Advancing the women, peace and security agenda in the Pacific

On this day 22 years ago, the United Nations Security Council adopted resolution 1325 in recognition of the fact that women experience and are affected by conflict in different ways to men. Since then, a further nine resolutions relating to women, peace and security (WPS) have been adopted to promote gender equality and strengthen women’s participation, protection and rights in conflict situations and peacekeeping operations and to acknowledge the changing global context of peace and security. Together these 10 resolutions are known as the WPS agenda.

The WPS agenda goes beyond recognised situations of armed conflict. Its fundamental purpose is to ‘prevent insecurity and violence by harnessing the potentials of both women and men, and addressing structural gender inequality and discriminatory gender norms that are barriers to sustainable peace’. Increasingly, natural disasters, poverty, climate change, health epidemics and gender inequality are being viewed as drivers of insecurity and barriers to peacebuilding.
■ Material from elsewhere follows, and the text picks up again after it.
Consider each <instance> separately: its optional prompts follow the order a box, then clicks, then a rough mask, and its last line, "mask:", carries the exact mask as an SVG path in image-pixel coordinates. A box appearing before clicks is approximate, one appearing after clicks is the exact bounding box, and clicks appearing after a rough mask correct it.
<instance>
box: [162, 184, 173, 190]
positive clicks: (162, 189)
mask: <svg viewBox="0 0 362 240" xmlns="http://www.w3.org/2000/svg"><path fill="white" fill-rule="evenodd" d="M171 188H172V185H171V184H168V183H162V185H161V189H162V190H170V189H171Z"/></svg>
Nowhere can this be seen more clearly than in the Pacific. Consultations by the Asia-Pacific Development, Diplomacy & Defence Dialogue (AP4D) earlier this year explained how Pacific people experience insecurity at multiple levels:

  • globally, as a warming planet presents ecological and civilisational threats
  • regionally, as players and relationships change
  • nationally, as countries respond to the effects of Covid-19, natural disasters, illegal fishing, transnational crime and other threats, compounded by gender inequality
  • locally, where community leaders and security agencies struggle to control violence and subnational conflicts in several countries. In some areas, law and order challenges and the proliferation of firearms mean that risks to individual safety and tribal and political violence are extremely real.

An expanded concept of security is articulated in the Pacific Islands Forum Boe Declaration.

Against this backdrop, progressing the WPS agenda in the Pacific is a crucial part of ensuring a peaceful and prosperous region. While a commitment to gender equality and increased participation of women in security and peacebuilding efforts is highlighted in key regional documents such as the 2050 Strategy for a Blue Pacific Continent and the 2012 Pacific Leaders Gender Equality Declaration, this is yet to translate into women’s increased political participation or reduced levels of violence against women. The Pacific has the lowest levels of women’s political representation in the world with just 6% of seats held by women. Rates of gender-based violence in the region are among the highest in the world.

Momentum for the WPS agenda is growing, with Pacific women pursuing policy change through civil society alliances and local women’s organisations. The nexus between climate change and conflict is better recognised, as well as the gendered impacts of both. The 2019 WPS Pacific summit recognised how the changing security environment in the Pacific demands a strengthened role of women in the peace and security sector.

For Australia, stability and peace in the Pacific goes to the heart of the country’s security, prosperity and national interest. Australia and Pacific island countries agree on a human security approach and the importance of women’s participation and leadership in peace, security and decision-making. However, more attention is needed to put this approach into action.

Putting the Boe Declaration into practice means implementing a human security approach that reaches out to subnational and non-state groups, women’s groups and youth groups to help create peaceful and cohesive societies. This includes supporting feminist approaches and highlighting the perspectives of women in decision-making through programs such as Pacific Women Lead that are led and staffed by Pacific women. A shared feminist foreign policy agenda should be developed for the region that centres on Indigenous people, approaches and worldviews; recognises the gendered drivers of insecurity; and applies locally owned solutions. Other imperatives are social inclusion— in particular, acknowledging the large youth populations in the Pacific and the need to respond to their economic and political imperatives—and a focus on the impact of extractive industry on human security.

Both Australian and Pacific leaders have long stressed their shared desire for peace and security. But what has maintained peace in the region in the past cannot be assumed to be sufficient in the face of the climate crisis and a deteriorating strategic environment. Australia needs to work harder with the Pacific to respond to drivers of instability to support a peaceful and secure region. This means developing a common framework for security that responds to the full set of peace and security challenges in the Pacific. The WPS agenda provides a framework for working towards a peaceful and prosperous region.